There will be an exception to each rule. This is also the case for taxing loans. Each liability towards a loan company is associated with additional costs in the form of commissions, interest or preparation fee. However, if we received financial support from a registered business activity, then we are released from the obligation to pay tax on civil law transactions. This applies to any amount and repayment date. The same applies to banking institutions.

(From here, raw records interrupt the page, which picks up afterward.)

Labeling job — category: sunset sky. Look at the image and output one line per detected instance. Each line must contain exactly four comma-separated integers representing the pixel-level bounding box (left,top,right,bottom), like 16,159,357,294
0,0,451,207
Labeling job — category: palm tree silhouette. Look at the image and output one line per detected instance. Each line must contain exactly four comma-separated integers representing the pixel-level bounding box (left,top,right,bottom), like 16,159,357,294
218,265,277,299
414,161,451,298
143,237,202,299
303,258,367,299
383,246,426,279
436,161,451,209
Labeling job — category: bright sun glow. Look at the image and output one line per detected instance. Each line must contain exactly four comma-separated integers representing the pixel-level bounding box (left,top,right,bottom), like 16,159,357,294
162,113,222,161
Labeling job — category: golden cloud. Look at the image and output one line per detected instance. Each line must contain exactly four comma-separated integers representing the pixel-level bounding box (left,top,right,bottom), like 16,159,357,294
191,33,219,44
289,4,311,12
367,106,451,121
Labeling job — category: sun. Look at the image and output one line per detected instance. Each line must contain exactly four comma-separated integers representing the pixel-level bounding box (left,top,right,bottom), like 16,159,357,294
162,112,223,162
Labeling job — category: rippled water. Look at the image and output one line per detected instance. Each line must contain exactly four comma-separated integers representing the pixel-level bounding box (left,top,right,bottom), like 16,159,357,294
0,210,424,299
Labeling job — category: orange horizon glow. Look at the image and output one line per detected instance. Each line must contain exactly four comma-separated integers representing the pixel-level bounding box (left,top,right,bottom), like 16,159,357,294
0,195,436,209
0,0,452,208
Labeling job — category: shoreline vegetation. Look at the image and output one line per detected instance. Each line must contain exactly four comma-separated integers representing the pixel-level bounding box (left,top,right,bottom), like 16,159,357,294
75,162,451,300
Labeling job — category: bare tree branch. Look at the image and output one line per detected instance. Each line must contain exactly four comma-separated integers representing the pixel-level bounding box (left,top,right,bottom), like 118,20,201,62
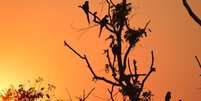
182,0,201,26
139,51,156,95
107,85,114,101
195,56,201,68
64,41,119,86
105,49,119,81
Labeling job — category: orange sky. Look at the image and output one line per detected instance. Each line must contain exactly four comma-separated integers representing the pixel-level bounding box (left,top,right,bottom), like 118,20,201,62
0,0,201,101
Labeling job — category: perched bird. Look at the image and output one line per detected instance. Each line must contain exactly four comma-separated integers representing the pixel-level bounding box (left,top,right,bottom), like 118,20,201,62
78,1,90,24
165,91,171,101
99,15,109,37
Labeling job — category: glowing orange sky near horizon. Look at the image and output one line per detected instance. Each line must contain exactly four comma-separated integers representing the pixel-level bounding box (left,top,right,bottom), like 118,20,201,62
0,0,201,101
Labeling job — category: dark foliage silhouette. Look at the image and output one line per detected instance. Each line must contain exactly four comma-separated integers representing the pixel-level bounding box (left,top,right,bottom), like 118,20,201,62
64,0,156,101
1,77,56,101
78,1,90,23
182,0,201,26
77,88,95,101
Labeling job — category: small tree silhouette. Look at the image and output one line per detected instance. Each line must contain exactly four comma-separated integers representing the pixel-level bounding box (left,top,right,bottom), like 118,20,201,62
0,77,56,101
64,0,156,101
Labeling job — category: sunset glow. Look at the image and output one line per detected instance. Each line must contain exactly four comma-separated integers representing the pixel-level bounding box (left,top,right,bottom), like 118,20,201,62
0,0,201,101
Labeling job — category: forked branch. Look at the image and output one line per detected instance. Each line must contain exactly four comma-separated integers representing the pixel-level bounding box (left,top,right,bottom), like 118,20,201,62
182,0,201,26
64,41,119,86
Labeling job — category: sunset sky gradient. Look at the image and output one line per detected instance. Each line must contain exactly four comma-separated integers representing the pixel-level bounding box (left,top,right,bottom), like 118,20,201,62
0,0,201,101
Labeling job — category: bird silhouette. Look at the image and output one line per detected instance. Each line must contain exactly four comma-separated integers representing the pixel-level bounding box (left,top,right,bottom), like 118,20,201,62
165,91,171,101
78,1,90,24
99,15,109,37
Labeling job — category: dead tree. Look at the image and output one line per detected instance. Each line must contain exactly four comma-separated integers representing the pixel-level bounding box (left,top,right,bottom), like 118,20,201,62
64,0,156,101
182,0,201,26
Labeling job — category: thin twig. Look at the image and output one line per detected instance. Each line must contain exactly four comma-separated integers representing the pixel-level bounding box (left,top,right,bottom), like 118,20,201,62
195,56,201,68
64,41,119,86
105,49,119,81
138,51,156,96
182,0,201,26
107,85,114,101
128,58,135,83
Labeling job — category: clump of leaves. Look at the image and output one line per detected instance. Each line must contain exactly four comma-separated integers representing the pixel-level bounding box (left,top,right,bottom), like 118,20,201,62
0,77,56,101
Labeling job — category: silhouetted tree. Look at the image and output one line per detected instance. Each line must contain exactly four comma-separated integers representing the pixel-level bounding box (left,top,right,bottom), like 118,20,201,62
0,77,56,101
182,0,201,26
64,0,156,101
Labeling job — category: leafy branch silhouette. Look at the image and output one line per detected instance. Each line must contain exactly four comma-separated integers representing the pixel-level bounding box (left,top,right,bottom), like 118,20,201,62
64,0,156,101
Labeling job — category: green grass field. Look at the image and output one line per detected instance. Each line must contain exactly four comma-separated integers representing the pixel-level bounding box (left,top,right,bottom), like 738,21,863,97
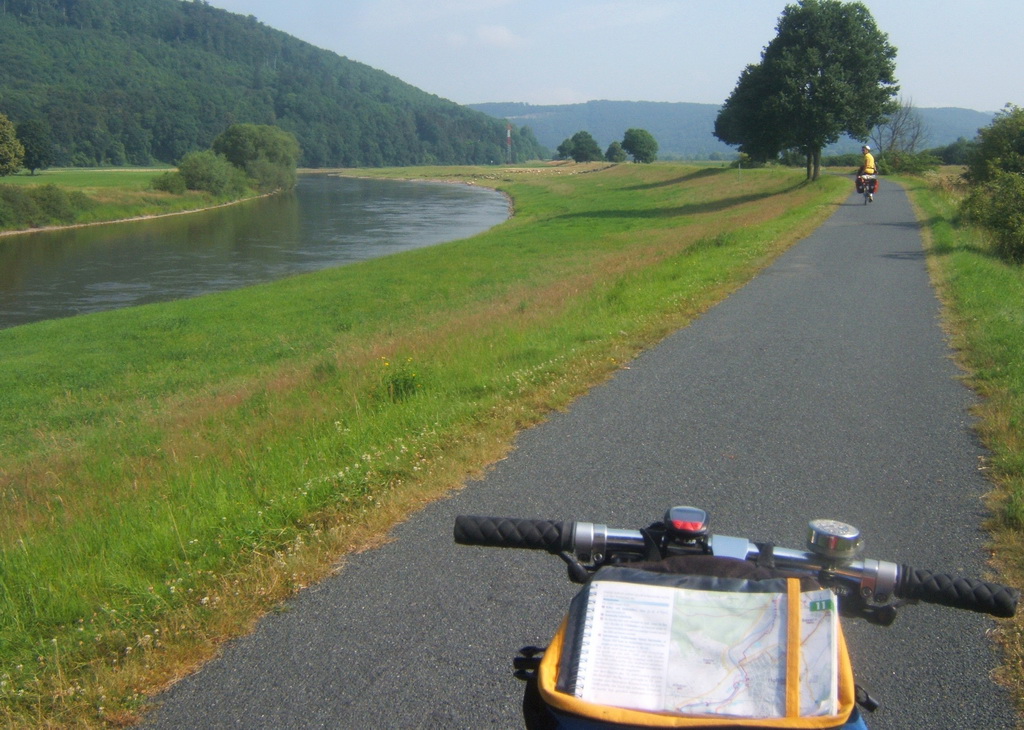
905,170,1024,712
0,168,254,231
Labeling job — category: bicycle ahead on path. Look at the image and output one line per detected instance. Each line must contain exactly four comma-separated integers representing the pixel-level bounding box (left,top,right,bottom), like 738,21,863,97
455,507,1020,730
856,173,879,201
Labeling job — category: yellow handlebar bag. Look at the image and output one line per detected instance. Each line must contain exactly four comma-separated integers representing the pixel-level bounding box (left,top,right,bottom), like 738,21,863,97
537,556,855,729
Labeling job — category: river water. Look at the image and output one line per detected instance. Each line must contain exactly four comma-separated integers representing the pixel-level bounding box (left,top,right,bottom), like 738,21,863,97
0,175,509,329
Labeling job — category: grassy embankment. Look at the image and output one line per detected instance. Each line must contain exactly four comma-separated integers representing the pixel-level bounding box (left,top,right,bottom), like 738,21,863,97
0,165,849,725
904,170,1024,713
0,168,256,233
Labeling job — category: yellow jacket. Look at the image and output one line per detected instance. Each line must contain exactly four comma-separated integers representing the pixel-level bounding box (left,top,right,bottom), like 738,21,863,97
860,153,874,175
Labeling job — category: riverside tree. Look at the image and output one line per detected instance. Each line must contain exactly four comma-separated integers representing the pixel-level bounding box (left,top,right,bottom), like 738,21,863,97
557,130,604,162
961,104,1024,264
623,129,657,163
213,124,300,191
715,0,899,179
0,114,25,176
17,119,53,175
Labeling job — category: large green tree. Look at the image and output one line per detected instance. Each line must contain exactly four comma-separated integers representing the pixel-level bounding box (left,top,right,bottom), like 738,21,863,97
213,124,301,190
715,0,899,179
0,114,25,176
623,129,657,163
557,130,604,162
17,119,53,175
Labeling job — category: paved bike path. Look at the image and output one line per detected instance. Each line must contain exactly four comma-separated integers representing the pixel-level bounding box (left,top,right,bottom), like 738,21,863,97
147,183,1015,730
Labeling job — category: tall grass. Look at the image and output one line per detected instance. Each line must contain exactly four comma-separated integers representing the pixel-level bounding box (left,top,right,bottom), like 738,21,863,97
0,165,848,725
907,171,1024,711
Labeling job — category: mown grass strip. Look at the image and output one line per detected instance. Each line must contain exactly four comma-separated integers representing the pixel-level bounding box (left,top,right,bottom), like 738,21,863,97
906,170,1024,712
0,168,256,234
0,165,848,725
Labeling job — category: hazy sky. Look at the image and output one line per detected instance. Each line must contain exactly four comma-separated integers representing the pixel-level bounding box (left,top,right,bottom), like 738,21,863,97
203,0,1024,112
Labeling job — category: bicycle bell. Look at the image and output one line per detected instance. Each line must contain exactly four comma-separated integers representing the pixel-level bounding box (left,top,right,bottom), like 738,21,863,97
807,520,864,563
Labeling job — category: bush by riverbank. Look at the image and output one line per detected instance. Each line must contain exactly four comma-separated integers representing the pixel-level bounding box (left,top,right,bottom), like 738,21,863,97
0,165,849,726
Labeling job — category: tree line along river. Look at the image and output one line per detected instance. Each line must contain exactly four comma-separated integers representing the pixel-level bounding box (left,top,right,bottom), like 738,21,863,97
0,175,509,329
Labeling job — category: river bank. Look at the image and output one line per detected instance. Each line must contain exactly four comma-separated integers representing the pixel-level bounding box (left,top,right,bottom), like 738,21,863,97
0,168,270,238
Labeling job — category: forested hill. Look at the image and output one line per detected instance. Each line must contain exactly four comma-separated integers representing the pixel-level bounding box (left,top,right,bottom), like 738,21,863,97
0,0,540,167
471,101,994,160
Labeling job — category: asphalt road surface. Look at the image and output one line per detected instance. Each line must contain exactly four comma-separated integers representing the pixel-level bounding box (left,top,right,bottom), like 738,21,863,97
147,182,1015,730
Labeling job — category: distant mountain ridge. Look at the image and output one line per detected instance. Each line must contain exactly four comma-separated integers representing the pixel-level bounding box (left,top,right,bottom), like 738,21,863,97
469,101,994,160
0,0,540,167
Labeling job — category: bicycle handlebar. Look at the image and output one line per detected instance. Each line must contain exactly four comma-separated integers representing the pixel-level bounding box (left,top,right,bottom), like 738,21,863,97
455,515,1020,618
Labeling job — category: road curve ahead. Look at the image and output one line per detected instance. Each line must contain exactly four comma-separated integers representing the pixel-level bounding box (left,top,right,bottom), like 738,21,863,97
147,181,1015,730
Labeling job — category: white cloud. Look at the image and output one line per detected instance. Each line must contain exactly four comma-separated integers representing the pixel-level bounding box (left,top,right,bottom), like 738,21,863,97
476,26,526,49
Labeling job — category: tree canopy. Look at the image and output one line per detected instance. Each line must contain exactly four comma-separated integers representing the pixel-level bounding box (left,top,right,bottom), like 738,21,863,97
715,0,899,179
556,130,604,162
0,114,25,175
17,119,53,175
623,129,657,163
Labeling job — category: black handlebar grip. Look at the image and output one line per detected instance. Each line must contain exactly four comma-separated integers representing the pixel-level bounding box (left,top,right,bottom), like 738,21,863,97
455,515,572,554
895,565,1020,618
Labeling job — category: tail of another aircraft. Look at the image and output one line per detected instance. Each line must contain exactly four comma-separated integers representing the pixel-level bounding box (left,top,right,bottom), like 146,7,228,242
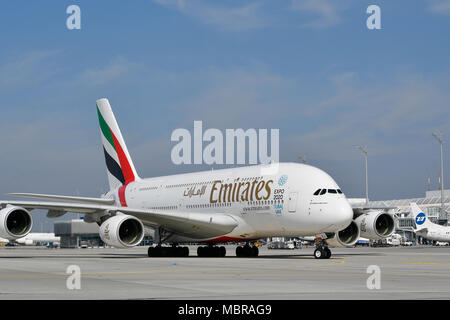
410,202,431,230
97,98,139,190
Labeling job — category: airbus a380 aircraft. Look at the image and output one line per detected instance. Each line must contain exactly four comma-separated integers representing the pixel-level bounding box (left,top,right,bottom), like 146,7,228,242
0,99,394,258
410,202,450,242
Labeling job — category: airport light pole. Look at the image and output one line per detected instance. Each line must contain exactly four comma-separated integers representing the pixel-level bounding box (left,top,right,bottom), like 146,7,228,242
432,130,447,222
356,146,369,205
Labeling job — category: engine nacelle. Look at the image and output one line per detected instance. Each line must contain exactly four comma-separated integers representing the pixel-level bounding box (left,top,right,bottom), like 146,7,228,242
326,221,360,248
99,215,144,248
355,211,395,240
0,206,33,240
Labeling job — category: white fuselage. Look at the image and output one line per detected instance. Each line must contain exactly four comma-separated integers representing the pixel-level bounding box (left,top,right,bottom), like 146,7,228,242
107,163,353,241
416,222,450,242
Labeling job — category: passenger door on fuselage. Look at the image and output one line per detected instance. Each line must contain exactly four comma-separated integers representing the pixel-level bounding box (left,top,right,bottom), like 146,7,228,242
288,191,298,213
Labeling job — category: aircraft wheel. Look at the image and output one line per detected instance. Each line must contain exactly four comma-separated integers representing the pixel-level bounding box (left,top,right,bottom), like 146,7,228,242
219,247,227,257
236,246,244,257
252,246,259,257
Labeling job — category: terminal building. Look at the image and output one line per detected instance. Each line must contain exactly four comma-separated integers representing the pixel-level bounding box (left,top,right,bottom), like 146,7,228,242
54,219,104,248
54,219,152,248
370,190,450,240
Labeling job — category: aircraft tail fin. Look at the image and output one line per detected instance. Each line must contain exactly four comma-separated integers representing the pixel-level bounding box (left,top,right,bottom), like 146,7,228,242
97,98,140,190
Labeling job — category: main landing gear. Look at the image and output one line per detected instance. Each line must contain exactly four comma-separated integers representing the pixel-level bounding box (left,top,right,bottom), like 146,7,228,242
148,245,189,257
236,243,259,257
197,246,227,257
314,239,331,259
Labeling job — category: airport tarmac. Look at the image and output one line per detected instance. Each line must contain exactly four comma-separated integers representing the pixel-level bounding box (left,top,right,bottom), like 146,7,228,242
0,246,450,300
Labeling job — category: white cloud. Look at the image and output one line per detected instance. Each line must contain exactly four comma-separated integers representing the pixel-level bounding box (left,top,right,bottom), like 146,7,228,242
154,0,267,31
0,51,57,89
78,57,137,85
291,0,344,28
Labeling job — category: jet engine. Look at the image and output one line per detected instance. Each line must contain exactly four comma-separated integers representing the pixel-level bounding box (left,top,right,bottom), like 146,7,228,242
355,211,395,240
326,221,360,248
99,214,144,248
0,206,33,240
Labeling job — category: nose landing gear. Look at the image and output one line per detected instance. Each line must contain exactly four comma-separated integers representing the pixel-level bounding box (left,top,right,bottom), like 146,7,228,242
148,245,189,257
314,239,331,259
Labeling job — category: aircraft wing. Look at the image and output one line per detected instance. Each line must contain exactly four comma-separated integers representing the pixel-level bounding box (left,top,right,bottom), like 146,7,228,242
0,201,238,239
414,228,428,233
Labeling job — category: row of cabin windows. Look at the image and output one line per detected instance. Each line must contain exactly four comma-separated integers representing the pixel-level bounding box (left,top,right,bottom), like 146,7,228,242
314,189,342,196
150,206,177,210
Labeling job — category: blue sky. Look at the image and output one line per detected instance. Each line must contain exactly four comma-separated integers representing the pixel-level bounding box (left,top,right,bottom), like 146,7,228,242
0,0,450,230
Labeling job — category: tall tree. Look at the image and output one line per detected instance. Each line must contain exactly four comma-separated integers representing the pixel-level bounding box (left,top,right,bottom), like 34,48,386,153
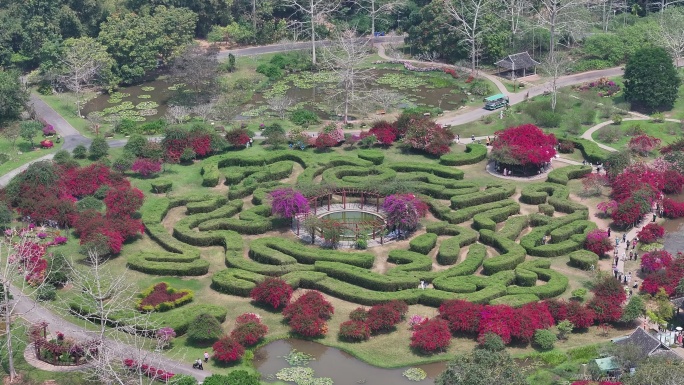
357,0,407,36
0,69,28,125
323,29,371,123
284,0,341,65
98,6,197,83
624,47,681,110
59,37,116,117
442,0,492,72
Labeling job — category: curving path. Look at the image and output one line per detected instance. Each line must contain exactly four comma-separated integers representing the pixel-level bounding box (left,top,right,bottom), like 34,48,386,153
0,36,664,380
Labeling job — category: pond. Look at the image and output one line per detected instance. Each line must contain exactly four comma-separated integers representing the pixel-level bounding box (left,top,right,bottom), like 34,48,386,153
254,339,446,385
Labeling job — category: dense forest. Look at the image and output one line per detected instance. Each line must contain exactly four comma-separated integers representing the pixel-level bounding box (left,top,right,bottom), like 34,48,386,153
0,0,684,87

PCC on loans – financial support from the family

PCC on loans - financial support from the family

According to the provisions of the Act, additional costs related to PCC do not have to worry about those who borrowed less than PLN 9,637 for a period not longer than 5 years from:

● spouses

● their descendants

● other family members

● related persons – that is, connected with us by family relationships as a result of marriage, including in-laws, son-in-law, stepson

If we decide on any other amount exceeding PLN 9 637, the situation looks slightly different.

● For family members, stepchildren, stepfather, stepmother and spouses, we can take advantage of the option to receive any amount without tax. Provided that a declaration on the tax on civil law transactions is submitted within 14 days (form PCC-3). In this case, you will need to enter a zero in the appropriate field ‘calculated tax amount’.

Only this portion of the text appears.